Em 2019, o governo japonês implementou um conjunto de novos status de vistos de “trabalhador qualificado”, em resposta às vozes dos círculos de negócios que exigiam que a escassez de mão de obra fosse resolvida. Embora o governo tenha previsto receber cerca de 40 mil pessoas no primeiro ano fiscal do novo sistema, o número real ficou em pouco menos de um décimo. “Além do mais, cerca de 90% (daqueles que adquiriram o visto de trabalhador qualificado) consistiam de estagiários técnicos que mudaram de status de visto.

Embora os estagiários devam retornar aos seus países de origem após o término do treinamento para transferir suas habilidades, na realidade, o programa se transformou em um período de experiência anterior aos empregos como trabalhadores qualificados”, acrescentou Torii.

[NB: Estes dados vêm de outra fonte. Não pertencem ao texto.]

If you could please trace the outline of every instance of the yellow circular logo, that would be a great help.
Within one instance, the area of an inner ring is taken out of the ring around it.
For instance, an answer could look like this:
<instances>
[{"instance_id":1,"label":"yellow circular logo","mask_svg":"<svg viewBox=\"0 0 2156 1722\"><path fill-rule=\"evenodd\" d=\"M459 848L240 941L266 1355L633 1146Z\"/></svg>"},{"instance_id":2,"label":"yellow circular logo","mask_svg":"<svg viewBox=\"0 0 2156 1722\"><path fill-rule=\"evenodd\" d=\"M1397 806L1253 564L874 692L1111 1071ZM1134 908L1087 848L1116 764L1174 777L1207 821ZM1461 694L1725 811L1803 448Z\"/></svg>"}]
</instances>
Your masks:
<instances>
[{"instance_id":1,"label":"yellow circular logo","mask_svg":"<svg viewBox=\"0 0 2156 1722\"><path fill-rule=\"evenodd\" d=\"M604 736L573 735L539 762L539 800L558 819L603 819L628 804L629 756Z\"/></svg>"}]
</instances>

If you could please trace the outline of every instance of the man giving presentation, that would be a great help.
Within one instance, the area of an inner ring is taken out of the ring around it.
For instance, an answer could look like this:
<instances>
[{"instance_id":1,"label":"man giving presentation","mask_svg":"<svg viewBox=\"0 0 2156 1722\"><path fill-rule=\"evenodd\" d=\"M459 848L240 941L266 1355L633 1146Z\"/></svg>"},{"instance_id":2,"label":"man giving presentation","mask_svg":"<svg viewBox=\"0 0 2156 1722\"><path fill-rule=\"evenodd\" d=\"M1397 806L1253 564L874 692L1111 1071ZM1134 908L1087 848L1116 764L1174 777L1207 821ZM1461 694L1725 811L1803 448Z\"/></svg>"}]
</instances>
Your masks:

Ele critica o governo japonês por ter continuado a fazer políticas ad-hoc, como uma mudança repentina para reforçar o controle da aplicação da lei sobre indivíduos que ultrapassam o prazo de validade de seus vistos, da política anterior de deixar esses casos passarem.

Outras políticas desse tipo incluem a expansão de categorias nominais para status de visto, como ‘estagiário técnico’ e ‘estudante estrangeiro’, embora dependendo da mão de obra de tais indivíduos, e o estabelecimento da nova categoria de ‘trabalhador qualificado’, que falhou antes a pandemia. E o tempo todo esses residentes estrangeiros são, na verdade, imigrantes no Japão.

Além disso, o programa atual não é consistente com os pedidos dos empregadores japoneses. Torii disse que por ter trabalhado como especialista no assunto para conversar com quem contrata estrangeiros em todo o país, ele estava descobrindo que as comunidades que sofriam com o declínio populacional e a escassez de mão de obra desejavam que os estrangeiros migrassem para lá em grande escala.

“Um representante de uma empresa agrícola disse-me que gostariam que as pessoas que ‘se engajassem seriamente na produção de frutas’ trabalhassem para eles. Havia também um membro de uma associação de armadores de uma região diferente que disse que ‘pescando aqui não funcionaria se não fosse pelos estagiários’. ‘Eu sinto que há um número crescente de japoneses engajados diligentemente em seu trabalho, que aprenderam com a experiência que a nacionalidade é irrelevante nesses casos”, revelou Torii.

Torii tem pressionado pela abolição do atual programa de treinamento técnico de estagiários, que deixa espaço para a interferência de corretores maliciosos e exige um sistema que trate os estrangeiros que chegam como “trabalhadores” e os combine com os empregadores no campo por meio do governo local executar os serviços públicos de segurança de emprego Hello Work.

Ele concluiu, dizendo: “É impossível para as pessoas virem ao Japão já tendo os conjuntos de habilidades desejados, e muitos empregadores na área também não têm essas expectativas. É natural que os empregadores julguem se os trabalhadores estão aptos para o trabalho enquanto trabalham com eles, e também é natural que os estrangeiros desejem continuar seus empregos à medida que se familiarizam com o local de trabalho e se apegam à comunidade.

Tenho certeza de que nem todo mundo pensa que vale tudo, desde que o salário seja bom. Os estagiários vêm para o Japão como pessoas, não como uma força de trabalho que foi transferida para o país. A configuração atual do programa não leva em consideração a realidade de que são as pessoas que estão trabalhando. Acho que você pode chamar de apenas uma discussão em mesa ou simplesmente uma teoria para ser encontrada online“.